C’est un glissement réel, mesuré et daté dans la façon dont on décrit les logiciels, sur un demi-million de pull requests. Il dit que quelque chose a changé en 2026, et à peu près quand. Il ne dit pas qui a tapé le texte.

Ce sont deux affirmations différentes, et une seule est étayée.

Pourquoi nous avons mesuré nos propres textes

Le réflexe suivant est de prendre la liste de mots et de fouiller ses propres textes. Nous l’avons fait, et le résultat montre bien pourquoi cela ne marche pas.

Sur 21 de nos articles en anglais, 20 651 mots :

marqueurs spécifiques du cluster   (load-bearing, re-derived, byte-identical, …)     0 occurrence
mots courants du cluster           (nobody, plainly, quietly, deliberately, …)      38 occurrences

Zéro sur les termes distinctifs. Mais « nobody » à 920 par million et « plainly » à 387 par million, ce qui a l’air alarmant et ne veut rien dire. Ce sont des mots anglais ordinaires qui se trouvent dans le cluster, et un décompte à plat de la liste entière signalera n’importe quelle prose suffisamment sobre. Un collègue qui a fait le même test naïf a vu des mentions légales en allemand obtenir un score tout aussi élevé.

L’étude ne compte pas les mots à plat. Elle utilise la divergence KL contre un corpus de référence, et c’est précisément ce qui sépare un mot caractéristique d’un cluster d’un mot qui y est seulement présent. Reproduire le titre avec une recherche textuelle reproduit le chiffre et perd la méthode.
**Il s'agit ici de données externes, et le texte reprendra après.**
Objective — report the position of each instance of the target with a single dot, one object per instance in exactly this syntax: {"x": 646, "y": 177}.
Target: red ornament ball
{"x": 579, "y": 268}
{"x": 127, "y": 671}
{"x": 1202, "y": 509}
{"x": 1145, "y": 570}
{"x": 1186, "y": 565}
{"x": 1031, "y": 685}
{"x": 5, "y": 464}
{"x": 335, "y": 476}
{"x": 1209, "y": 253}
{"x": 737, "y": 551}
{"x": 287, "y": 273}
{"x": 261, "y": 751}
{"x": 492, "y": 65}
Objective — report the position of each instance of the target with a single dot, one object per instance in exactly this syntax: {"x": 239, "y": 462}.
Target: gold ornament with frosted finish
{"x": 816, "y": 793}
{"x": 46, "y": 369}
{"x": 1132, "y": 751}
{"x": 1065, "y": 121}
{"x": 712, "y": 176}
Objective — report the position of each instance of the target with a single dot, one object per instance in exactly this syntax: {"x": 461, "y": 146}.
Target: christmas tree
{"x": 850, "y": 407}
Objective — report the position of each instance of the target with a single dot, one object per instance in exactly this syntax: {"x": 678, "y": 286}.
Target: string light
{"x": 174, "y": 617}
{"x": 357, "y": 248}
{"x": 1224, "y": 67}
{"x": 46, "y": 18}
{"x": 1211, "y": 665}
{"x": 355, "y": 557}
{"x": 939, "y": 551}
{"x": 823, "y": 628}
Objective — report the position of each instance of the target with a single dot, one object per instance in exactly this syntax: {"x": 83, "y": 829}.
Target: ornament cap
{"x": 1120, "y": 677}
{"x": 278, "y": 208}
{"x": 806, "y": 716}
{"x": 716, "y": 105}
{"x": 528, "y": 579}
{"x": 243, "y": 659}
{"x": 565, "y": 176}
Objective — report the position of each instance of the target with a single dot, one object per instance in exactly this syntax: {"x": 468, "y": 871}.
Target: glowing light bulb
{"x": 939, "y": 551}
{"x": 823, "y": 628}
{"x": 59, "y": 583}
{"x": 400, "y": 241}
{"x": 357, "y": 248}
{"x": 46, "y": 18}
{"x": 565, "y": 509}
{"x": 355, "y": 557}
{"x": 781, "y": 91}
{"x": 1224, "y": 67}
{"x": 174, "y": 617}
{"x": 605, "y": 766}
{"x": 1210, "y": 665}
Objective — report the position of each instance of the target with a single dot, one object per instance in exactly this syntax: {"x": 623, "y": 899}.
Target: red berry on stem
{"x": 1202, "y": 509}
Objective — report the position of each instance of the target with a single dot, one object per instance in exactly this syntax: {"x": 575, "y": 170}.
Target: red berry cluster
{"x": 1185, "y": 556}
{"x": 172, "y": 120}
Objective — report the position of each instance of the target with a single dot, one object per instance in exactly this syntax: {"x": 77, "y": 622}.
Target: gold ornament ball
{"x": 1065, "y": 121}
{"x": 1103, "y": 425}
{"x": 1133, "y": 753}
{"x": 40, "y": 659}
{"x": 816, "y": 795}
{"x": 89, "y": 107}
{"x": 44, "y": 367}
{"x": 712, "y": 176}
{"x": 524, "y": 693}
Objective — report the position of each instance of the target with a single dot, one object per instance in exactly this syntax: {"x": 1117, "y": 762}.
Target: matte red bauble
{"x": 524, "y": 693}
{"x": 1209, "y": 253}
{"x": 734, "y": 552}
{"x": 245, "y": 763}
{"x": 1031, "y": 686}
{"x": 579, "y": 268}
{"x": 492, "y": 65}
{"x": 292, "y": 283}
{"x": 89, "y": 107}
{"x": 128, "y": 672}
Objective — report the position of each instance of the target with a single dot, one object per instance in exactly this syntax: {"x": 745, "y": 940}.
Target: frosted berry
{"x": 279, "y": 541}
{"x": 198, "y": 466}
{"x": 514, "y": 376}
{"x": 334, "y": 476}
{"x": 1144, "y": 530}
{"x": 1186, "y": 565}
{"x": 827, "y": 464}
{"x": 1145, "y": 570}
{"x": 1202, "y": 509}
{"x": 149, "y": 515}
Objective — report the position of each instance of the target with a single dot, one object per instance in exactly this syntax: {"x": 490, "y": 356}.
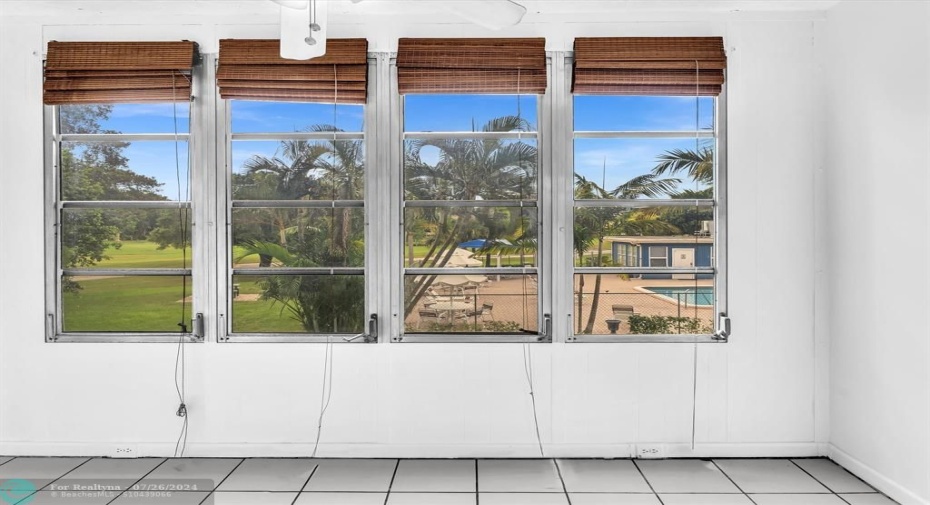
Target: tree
{"x": 98, "y": 171}
{"x": 307, "y": 237}
{"x": 594, "y": 224}
{"x": 467, "y": 169}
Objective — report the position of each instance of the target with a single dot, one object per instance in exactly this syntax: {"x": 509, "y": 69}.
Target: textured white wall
{"x": 756, "y": 395}
{"x": 878, "y": 132}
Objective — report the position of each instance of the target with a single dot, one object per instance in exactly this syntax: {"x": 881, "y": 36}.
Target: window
{"x": 470, "y": 192}
{"x": 296, "y": 187}
{"x": 120, "y": 185}
{"x": 658, "y": 256}
{"x": 648, "y": 184}
{"x": 297, "y": 218}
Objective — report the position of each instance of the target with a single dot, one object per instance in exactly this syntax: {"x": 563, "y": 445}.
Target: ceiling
{"x": 416, "y": 8}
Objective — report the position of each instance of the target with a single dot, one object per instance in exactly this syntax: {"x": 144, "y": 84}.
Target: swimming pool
{"x": 701, "y": 295}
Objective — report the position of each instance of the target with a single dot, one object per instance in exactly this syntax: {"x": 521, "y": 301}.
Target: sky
{"x": 607, "y": 161}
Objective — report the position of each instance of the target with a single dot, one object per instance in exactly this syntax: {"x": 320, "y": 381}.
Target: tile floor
{"x": 261, "y": 481}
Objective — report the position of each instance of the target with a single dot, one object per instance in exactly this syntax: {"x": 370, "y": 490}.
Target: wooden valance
{"x": 254, "y": 70}
{"x": 504, "y": 66}
{"x": 118, "y": 72}
{"x": 649, "y": 66}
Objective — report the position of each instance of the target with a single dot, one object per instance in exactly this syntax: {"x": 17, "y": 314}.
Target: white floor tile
{"x": 868, "y": 499}
{"x": 188, "y": 498}
{"x": 835, "y": 477}
{"x": 769, "y": 476}
{"x": 54, "y": 498}
{"x": 352, "y": 475}
{"x": 685, "y": 476}
{"x": 518, "y": 475}
{"x": 262, "y": 474}
{"x": 796, "y": 499}
{"x": 183, "y": 471}
{"x": 441, "y": 475}
{"x": 705, "y": 499}
{"x": 432, "y": 499}
{"x": 522, "y": 499}
{"x": 106, "y": 471}
{"x": 341, "y": 499}
{"x": 251, "y": 498}
{"x": 602, "y": 476}
{"x": 39, "y": 471}
{"x": 613, "y": 499}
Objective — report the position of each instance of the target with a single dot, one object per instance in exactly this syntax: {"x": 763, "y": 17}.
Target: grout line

Notre résultat honnête est donc : aucun marqueur distinctif, un peu de vocabulaire courant partagé, et aucune conclusion à tirer de l’un ni de l’autre.

La même erreur, une semaine plus tôt

C’est la deuxième fois ce mois-ci qu’un chiffre juste voyage avec le mauvais substantif à côté.

Le 14 août, une douzaine de médias spécialisés ont annoncé que Google avait ouvert le code de HEIR, son compilateur de chiffrement homomorphe. Le dépôt est public depuis le 17 avril 2023, compte 880 étoiles, produit des nightlies chaque jour et n’a connu aucune publication le 14 août. Le billet de Google dit lui-même : « Depuis que nous avons annoncé nos intentions en 2023 ». La nouveauté était une extension et quatre cas d’usage démontrés. Rien n’a été ouvert cette semaine-là.

Les deux cas ont la même forme. La mesure est solide, le chiffre est réel, et le mot posé à côté est faux. Dans l’un c’est « a ouvert le code », dans l’autre « humain ». Une vérification des faits qui contrôle le chiffre laisse passer les deux.

Quoi en faire

Ne vous en servez pas pour contrôler votre équipe. L’étude ne le permet pas, et son auteur le dit.

Si vous passez la liste sur vos propres textes, prenez les termes distinctifs, pas les courants. Et sachez qu’une occurrence vous dit qu’un mot est apparu, pas qui l’a écrit.

Regardez le substantif, pas le chiffre. Le signal d’alerte le plus fiable dans une statistique n’est pas un chiffre invraisemblable. C’est un chiffre crédible avec, à côté, un mot que personne n’a vérifié.